BY LUC CITRINOT, ETN SENIOR MANAGING EDITOR ASIA | NOV 19, 2009
He speaks fluently English and Arabic and his clear way of talking makes a difference with some other Indonesians, rather shy when they have to speak in public. Muhammad Zainul Majdi is the current Governor of West Nusa Tenggara and belongs to this new generation of Indonesian politicians who start to give a new impetus to the World’s biggest archipelago. One of Majdi’s objectives is to turn Lombok into a major tourism destination, emulating Bali, its Western neighbour just 90 minutes away by high speed-boat. Lombok has been so far protected from massive tourism development.
But the Muslim-dominant Island has very big ambitions and feels that it has many assets. “We like to say that you can see Bali in Lombok but you cannot see Lombok in Bali”, likes to say the Governor, referring to the cultural diversity on the Island where local Sasak people cohabits since the dawn of age with Balinese communities. Lombok is indeed an interesting mix of culture where Sasak traditional villages are facing Balinese temples and where some local Muslims are praying indifferently in mosques or temples…

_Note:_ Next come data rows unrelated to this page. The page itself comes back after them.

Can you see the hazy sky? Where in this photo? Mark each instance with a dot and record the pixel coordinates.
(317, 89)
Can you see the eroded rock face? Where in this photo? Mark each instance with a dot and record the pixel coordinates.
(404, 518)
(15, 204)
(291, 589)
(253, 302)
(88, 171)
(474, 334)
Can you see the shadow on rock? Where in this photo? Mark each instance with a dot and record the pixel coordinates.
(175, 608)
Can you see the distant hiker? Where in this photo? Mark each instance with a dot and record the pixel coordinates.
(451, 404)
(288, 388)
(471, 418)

Lombok emergence as a tourism destination will be stimulated by the organization of a “Visit Year Lombok-Sumbawa”- due to come in 2012. Promotion just started with the hosting of TIME-Pasar Wisata, Indonesia’s professional incoming travel show, last October. This is the first time ever that Lombok is hosting an international event from this size and we are very happy about the outcome of the show as delegates seem very happy with this choice. We know that we make some mistakes but we will learn for the next edition of Pasar Wisata in 2010,” said Majdi. For the show hosting, the provincial government has given away INR 5 billion, the equivalent of US$ 532,000.
The objective is to boost over the next five years total arrivals from 250,000 to 450,000 foreign travelers. With domestic travelers, NTB hopes to be able then to welcome some 1.3 million visitors in a year. This will be a far outcry from Bali’s own tourist arrivals (over three million per year currently for both domestic and international travelers) but it still means a growth of over 20% per year over the next decade. More advertising, participation at international travel shows such as ITB are now firmly planned.

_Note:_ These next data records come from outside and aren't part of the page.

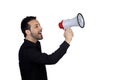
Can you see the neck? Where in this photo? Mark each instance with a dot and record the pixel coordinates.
(31, 39)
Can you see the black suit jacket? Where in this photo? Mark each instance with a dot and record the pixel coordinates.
(32, 61)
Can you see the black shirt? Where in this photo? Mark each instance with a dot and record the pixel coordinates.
(32, 61)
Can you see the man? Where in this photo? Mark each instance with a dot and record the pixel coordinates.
(31, 60)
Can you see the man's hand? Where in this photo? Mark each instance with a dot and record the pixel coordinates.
(68, 34)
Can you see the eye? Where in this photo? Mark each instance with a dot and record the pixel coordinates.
(37, 25)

Major projects should boost arrivals to Lombok over the years to come: the development of a fully integrated resort area in the South of Lombok and the opening of a new airport in Central Lombok, 45 minutes away from the capital city Mataram. The first project was announced two years ago with Dubai-based investor Emaar Properties announcing to invest US$ 600 million to invest into five- and four-star hotels, a shopping mall, recreation areas, golf courses on a 1,200 hectare site. The final project is targeted to host 10,000 luxury villas, eight hotels and two 18-hole golf courses but it faced numerous delays due to the financial crisis, corruption problems and a lack of improvement in infrastructure. The project study has been extended by six months until year-end.

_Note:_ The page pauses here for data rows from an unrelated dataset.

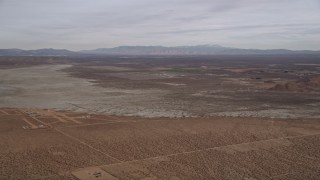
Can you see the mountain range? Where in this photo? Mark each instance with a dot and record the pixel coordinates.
(153, 50)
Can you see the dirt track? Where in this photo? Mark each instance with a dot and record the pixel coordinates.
(138, 148)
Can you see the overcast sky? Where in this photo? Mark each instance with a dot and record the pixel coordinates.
(90, 24)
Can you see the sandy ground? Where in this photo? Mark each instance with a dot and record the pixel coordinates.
(69, 145)
(156, 94)
(46, 87)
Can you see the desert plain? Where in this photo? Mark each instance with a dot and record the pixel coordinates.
(203, 117)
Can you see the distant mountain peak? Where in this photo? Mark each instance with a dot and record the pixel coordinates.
(205, 49)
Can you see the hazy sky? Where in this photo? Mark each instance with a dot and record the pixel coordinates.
(89, 24)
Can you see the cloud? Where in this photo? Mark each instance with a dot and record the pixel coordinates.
(78, 24)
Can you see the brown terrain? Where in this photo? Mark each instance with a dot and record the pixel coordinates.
(218, 117)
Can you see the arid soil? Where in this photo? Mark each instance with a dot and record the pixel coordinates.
(221, 117)
(47, 144)
(246, 86)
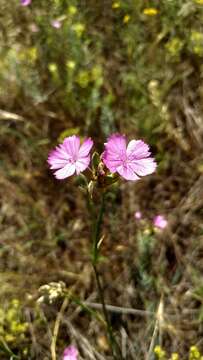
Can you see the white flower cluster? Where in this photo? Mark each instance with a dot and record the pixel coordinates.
(52, 291)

Development is however more advanced for the airport. According to the airport’s managing company Angkasa Pura, new Lombok International Airport should be finished by the first quarter of 2010 but it looks already that the facility will open later in the year as work is still going on the control tower. Once the first phase completed, the new airport will offer capacity for two million passengers while its 2,750 m runway will be able to take large aircraft such as the Airbus A330. “ We will then target new markets such as Australia or Hong Kong. Improving access is essential for our future” tells Lalu Gita Ariadi, Head of West Nusa Tenggara office of tourism. Another important project is the construction of a proper convention center with an investor from Singapore already showing interest.
Local authorities remain however optimistic about the future of the island as a destination. “Lombok gains increasingly fame among foreign travelers. We do still have some problems to find human resources matching international tourists’ expectations. But the future mega- resort in the South will contribute to improve sharply manpower quality,” estimates Awan Aswinabawa, Chairman of the Travel Expo Pasar Wisata. Progress will definitely be judged with the next hosting of Pasar Wisata in October 2010.